Paste your existing objectives into Claude and ask it to flag any that use unmeasurable verbs or that you could not verify a student achieved without their self-report. It will identify the weak ones and rewrite them on request.
The Measurability Test
A measurable learning objective passes a simple test: can you observe whether a student achieved it without asking them? If the only way to know is to ask “Did you understand that?” — and hope for an honest answer — the objective is not measurable. It relies on self-report, which is notoriously unreliable as evidence of learning.
Observable objectives produce evidence you can see. A student either wrote the email or did not. They either completed the exercise or skipped it. They either answered the question correctly in the quiz or gave the wrong answer. These outcomes are visible without asking. That visibility is what makes the objective measurable — and what makes your teaching accountable to something real.
The AI Audit Process
Open a new Claude conversation and paste this: “Here are the learning objectives from my course.

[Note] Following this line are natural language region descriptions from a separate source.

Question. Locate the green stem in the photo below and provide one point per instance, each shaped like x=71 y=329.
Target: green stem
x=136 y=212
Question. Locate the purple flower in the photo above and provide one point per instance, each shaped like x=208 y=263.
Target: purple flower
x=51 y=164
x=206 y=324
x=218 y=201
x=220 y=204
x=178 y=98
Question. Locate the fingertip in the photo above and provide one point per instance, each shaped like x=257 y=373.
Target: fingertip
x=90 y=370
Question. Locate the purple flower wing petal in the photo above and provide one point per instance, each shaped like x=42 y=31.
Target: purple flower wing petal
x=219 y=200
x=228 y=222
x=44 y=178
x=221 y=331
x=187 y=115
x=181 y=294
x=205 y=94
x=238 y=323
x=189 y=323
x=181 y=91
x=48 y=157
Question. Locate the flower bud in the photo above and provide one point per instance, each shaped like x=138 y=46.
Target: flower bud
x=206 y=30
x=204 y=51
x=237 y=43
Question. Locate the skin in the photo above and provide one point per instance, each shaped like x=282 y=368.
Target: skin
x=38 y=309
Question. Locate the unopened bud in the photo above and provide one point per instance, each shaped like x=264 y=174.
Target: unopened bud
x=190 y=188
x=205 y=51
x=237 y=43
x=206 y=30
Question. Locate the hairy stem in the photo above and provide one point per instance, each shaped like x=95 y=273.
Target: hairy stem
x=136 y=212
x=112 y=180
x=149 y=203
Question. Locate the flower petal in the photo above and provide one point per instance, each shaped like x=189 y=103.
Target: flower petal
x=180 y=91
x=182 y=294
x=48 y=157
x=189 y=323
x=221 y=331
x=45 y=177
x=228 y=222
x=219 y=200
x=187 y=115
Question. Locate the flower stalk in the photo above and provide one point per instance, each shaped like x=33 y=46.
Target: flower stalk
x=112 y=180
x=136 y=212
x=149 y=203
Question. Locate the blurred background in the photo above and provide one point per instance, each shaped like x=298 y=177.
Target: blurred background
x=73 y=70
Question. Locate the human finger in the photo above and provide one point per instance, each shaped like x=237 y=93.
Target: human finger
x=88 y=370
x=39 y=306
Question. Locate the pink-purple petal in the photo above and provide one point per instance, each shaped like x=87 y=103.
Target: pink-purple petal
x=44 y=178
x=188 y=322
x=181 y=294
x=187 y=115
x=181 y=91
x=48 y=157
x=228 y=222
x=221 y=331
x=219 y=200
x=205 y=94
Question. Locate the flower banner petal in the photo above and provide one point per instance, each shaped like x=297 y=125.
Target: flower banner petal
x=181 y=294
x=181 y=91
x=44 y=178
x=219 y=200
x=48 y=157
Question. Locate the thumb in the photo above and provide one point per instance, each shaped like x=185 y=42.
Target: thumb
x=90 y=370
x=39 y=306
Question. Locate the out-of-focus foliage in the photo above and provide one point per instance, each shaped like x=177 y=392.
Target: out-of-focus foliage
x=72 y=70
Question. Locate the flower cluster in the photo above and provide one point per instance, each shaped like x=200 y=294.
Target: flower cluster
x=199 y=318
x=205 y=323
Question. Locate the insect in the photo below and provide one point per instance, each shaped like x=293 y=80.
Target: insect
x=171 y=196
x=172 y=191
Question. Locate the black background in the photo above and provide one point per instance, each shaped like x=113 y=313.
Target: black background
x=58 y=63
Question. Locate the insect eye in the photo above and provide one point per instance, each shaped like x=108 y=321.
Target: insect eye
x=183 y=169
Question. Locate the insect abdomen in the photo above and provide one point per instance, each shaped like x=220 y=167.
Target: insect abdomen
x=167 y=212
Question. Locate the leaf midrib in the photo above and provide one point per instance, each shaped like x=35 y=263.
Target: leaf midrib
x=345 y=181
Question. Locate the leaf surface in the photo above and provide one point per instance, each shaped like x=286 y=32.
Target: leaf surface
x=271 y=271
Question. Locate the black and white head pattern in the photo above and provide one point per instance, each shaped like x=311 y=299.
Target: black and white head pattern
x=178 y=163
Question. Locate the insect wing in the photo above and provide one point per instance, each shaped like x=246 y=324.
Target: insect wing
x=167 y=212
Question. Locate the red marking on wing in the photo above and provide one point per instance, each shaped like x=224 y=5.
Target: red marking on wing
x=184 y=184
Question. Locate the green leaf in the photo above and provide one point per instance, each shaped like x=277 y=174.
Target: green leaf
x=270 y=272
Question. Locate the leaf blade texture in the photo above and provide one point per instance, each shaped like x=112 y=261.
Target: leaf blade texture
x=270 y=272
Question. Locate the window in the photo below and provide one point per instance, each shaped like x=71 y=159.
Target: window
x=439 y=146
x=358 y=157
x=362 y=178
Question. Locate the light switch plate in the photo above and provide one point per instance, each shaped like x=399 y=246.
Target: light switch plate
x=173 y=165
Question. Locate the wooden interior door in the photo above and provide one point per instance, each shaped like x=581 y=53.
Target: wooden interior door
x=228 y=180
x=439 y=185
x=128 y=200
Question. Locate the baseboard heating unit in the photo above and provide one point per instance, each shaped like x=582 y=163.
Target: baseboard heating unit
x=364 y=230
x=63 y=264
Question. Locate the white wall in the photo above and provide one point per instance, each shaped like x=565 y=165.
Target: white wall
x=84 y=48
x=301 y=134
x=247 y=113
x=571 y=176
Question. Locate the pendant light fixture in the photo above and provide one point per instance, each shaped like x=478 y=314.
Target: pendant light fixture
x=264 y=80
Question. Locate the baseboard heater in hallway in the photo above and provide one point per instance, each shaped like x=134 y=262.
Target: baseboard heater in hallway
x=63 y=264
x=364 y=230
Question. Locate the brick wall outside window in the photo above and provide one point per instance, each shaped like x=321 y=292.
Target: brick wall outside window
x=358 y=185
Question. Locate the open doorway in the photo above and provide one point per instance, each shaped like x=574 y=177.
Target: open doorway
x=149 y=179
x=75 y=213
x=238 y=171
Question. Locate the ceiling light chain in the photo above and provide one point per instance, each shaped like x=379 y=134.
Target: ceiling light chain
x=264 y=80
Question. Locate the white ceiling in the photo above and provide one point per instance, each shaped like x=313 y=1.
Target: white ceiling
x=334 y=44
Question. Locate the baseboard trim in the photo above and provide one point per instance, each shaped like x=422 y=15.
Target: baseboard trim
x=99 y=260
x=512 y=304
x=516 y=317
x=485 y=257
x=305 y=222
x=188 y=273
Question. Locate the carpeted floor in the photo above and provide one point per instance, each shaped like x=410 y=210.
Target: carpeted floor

For each one, tell me: (1) Is the verb measurable and observable? (2) Would I be able to verify whether a student achieved this without relying on their self-report? (3) If the objective is weak, rewrite it with a stronger verb and a specific output the student produces. Here are the objectives: [paste your list].”
Claude will work through the list systematically. Objectives with verbs like “understand,” “appreciate,” “know,” “become familiar with,” or “learn about” will be flagged immediately — these are the classic unmeasurable verbs that appear constantly in courses built before educators learned to think in outcomes. The rewrites Claude suggests typically take those vague verbs and replace them with “write,” “complete,” “identify,” “demonstrate,” “configure,” “produce,” or similar action words that point to a specific, observable result.
The most common fix is adding a deliverable. “Students will understand FluentCRM email sequences” becomes “Students will have configured a three-email welcome sequence in FluentCRM with correct trigger settings by the end of the module.” Same topic, completely different verifiability.
What This Means for Educators
Running this audit on an existing course takes about fifteen minutes and usually surfaces three to five weak objectives that have been quietly undermining your lesson design. Fixing them does not always mean rewriting the lesson — sometimes it just means being more explicit about the deliverable students produce. That small change makes the lesson clearer to teach, easier to evaluate, and more satisfying for students who like knowing when they have succeeded.
The Simple Rule
Ask yourself: could a fly on the wall verify this objective without hearing what the student says? If not, the verb is wrong. Paste the list into Claude and let it do the audit in seconds.